为什么 std::mutex 比 std::atomic 快？

Question

I want to put objects in std::vector in multi-threaded mode.我想在多线程模式下将对象放入std::vector中。 So I decided to compare two approaches: one uses std::atomic and the other std::mutex .所以我决定比较两种方法：一种使用std::atomic ，另一种使用std::mutex 。 I see that the second approach is faster than the first one.我看到第二种方法比第一种方法快。 Why?为什么？

I use GCC 4.8.1 and, on my machine (8 threads), I see that the first solution requires 391502 microseconds and the second solution requires 175689 microseconds.我使用 GCC 4.8.1，在我的机器（8 个线程）上，我看到第一个解决方案需要391502微秒，而第二个解决方案需要175689微秒。

#include <vector>
#include <omp.h>
#include <atomic>
#include <mutex>
#include <iostream>
#include <chrono>

int main(int argc, char* argv[]) {
    const size_t size = 1000000;
    std::vector<int> first_result(size);
    std::vector<int> second_result(size);
    std::atomic<bool> sync(false);

    {
        auto start_time = std::chrono::high_resolution_clock::now();
        #pragma omp parallel for schedule(static, 1)
        for (int counter = 0; counter < size; counter++) {
            while(sync.exchange(true)) {
                std::this_thread::yield();
            };
            first_result[counter] = counter;
            sync.store(false) ;
        }
        auto end_time = std::chrono::high_resolution_clock::now();
        std::cout << std::chrono::duration_cast<std::chrono::microseconds>(end_time - start_time).count() << std::endl;
    }

    {
        auto start_time = std::chrono::high_resolution_clock::now();
        std::mutex mutex; 
        #pragma omp parallel for schedule(static, 1)
        for (int counter = 0; counter < size; counter++) {
            std::unique_lock<std::mutex> lock(mutex);       
            second_result[counter] = counter;
        }
        auto end_time = std::chrono::high_resolution_clock::now();
        std::cout << std::chrono::duration_cast<std::chrono::microseconds>(end_time - start_time).count() << std::endl;
    }

    return 0;
}

Answer 1

I don't think your question can be answered referring only to the standard- mutexes are as platform-dependent as they can be.我认为您的问题不能仅参考标准互斥锁就可以回答，因为它们尽可能依赖于平台。 However, there is one thing, that should be mentioned.然而，有一件事，应该提到。

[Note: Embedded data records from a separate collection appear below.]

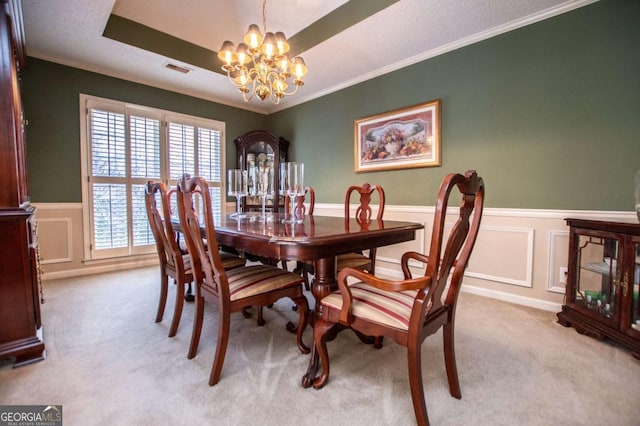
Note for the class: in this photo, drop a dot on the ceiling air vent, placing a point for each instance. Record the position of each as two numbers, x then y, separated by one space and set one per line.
174 67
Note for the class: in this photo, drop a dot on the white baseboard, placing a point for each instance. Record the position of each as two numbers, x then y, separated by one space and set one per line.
98 269
512 298
492 294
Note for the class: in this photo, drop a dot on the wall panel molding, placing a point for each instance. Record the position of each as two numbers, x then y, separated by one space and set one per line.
48 227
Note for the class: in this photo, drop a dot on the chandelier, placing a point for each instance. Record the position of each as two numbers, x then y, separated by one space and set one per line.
261 65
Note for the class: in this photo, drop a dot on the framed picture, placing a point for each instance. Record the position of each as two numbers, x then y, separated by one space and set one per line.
400 139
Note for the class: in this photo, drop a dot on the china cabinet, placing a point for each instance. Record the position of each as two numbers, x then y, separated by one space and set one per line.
601 298
264 150
20 321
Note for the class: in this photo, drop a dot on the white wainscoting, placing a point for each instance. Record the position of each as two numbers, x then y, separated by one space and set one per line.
519 256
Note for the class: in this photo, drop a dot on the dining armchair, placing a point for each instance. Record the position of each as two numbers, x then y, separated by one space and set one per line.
175 263
229 290
411 309
363 213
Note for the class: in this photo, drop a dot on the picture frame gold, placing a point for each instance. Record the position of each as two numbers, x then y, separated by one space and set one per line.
399 139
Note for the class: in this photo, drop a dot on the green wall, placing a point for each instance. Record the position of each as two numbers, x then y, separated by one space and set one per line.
51 103
548 114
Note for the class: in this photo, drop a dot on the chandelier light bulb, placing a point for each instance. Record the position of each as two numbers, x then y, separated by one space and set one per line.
261 66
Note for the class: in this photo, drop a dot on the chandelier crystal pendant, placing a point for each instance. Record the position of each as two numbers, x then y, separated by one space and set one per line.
261 66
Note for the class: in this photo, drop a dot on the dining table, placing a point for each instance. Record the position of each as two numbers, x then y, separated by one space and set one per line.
310 239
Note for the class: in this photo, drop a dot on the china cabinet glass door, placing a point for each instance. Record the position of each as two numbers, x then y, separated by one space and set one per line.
596 273
635 309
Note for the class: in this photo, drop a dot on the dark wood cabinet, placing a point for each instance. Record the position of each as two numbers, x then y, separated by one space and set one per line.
261 148
20 321
601 297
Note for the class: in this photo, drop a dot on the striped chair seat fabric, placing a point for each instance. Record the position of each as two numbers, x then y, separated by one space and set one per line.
370 303
252 280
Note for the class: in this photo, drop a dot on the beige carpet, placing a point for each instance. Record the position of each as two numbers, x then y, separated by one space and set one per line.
108 363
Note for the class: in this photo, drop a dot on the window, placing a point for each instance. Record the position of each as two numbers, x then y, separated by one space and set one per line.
124 146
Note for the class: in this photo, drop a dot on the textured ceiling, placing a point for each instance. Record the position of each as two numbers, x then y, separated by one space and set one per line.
70 32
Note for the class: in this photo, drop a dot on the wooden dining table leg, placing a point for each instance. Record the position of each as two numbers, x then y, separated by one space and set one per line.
323 284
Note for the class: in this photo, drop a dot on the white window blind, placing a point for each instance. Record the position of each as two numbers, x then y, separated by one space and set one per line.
127 145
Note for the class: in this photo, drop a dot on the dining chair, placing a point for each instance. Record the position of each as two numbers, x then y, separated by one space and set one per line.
411 309
363 214
229 290
174 262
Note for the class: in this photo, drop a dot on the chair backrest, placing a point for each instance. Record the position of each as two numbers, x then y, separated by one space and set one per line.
205 259
451 256
364 211
300 209
166 241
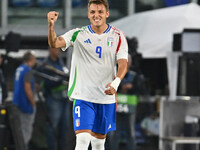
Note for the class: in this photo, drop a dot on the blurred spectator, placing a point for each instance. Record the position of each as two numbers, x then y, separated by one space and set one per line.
150 125
23 95
3 87
55 94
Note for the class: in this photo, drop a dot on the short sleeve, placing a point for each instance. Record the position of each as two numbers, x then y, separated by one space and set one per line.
69 38
122 49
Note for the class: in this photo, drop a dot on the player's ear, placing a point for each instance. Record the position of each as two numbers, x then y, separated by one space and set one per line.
107 14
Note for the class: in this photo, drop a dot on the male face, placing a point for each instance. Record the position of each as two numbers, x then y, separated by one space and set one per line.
97 15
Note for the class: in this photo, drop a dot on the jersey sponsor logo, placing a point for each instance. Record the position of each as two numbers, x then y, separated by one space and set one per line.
88 41
109 127
77 122
110 41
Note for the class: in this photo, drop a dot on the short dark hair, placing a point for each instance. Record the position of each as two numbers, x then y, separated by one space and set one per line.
97 2
28 56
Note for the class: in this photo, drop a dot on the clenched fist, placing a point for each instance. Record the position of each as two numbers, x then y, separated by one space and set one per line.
52 16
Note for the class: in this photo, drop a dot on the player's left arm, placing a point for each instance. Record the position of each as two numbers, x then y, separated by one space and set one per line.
122 57
122 70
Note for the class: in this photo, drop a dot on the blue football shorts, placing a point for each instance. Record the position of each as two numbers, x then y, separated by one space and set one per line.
99 118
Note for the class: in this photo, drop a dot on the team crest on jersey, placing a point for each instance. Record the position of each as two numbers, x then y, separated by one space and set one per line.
77 122
110 41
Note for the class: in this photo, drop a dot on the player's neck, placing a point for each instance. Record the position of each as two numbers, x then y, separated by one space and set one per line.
99 30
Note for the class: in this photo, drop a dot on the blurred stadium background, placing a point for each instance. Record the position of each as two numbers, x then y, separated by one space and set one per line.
168 85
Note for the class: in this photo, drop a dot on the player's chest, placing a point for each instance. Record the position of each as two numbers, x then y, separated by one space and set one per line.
101 45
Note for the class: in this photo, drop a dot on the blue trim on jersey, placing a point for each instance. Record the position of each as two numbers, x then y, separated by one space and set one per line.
90 29
108 29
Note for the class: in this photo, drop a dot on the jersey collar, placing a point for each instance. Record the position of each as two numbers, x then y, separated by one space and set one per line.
106 31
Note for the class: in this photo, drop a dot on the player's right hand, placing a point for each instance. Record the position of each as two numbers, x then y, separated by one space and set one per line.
52 17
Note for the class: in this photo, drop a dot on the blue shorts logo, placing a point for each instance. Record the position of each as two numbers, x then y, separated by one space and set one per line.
77 122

Mutexes are not slow.互斥锁并不慢。 You may have seen some articles, that compare their performance against custom spin-locks and other "lightweight" stuff, but that's not the right approach - these are not interchangeable.您可能已经看过一些文章，将它们的性能与自定义自旋锁和其他“轻量级”东西进行了比较，但这不是正确的方法 - 这些不能互换。

Spin locks are considerably fast, when they are locked (acquired) for a relatively short amount of time - acquiring them is very cheap, but other threads, that are also trying to lock, are active for whole this time (running constantly in loop).自旋锁相当快，当它们在相对较短的时间内被锁定（获取）时 - 获取它们非常便宜，但是其他也在尝试锁定的线程在整个时间内都处于活动状态（在循环中不断运行） .

Custom spin-lock could be implemented this way:自定义自旋锁可以通过这种方式实现：

class SpinLock
{
private:
    std::atomic_flag _lockFlag;

public:
    SpinLock()
    : _lockFlag {ATOMIC_FLAG_INIT}
    { }

    void lock()
    {
        while(_lockFlag.test_and_set(std::memory_order_acquire))
        { }
    }

    bool try_lock()
    {
        return !_lockFlag.test_and_set(std::memory_order_acquire);
    }

    void unlock()
    {
        _lockFlag.clear();
    }
};

Mutex is a primitive, that is much more complicated. Mutex是一种原始类型，它要复杂得多。 In particular, on Windows, we have two such primitives - Critical Section , that works in per-process basis and Mutex , which doesn't have such limitation.特别是，在 Windows 上，我们有两个这样的原语 - 临界区，它在每个进程的基础上工作，而互斥体则没有这样的限制。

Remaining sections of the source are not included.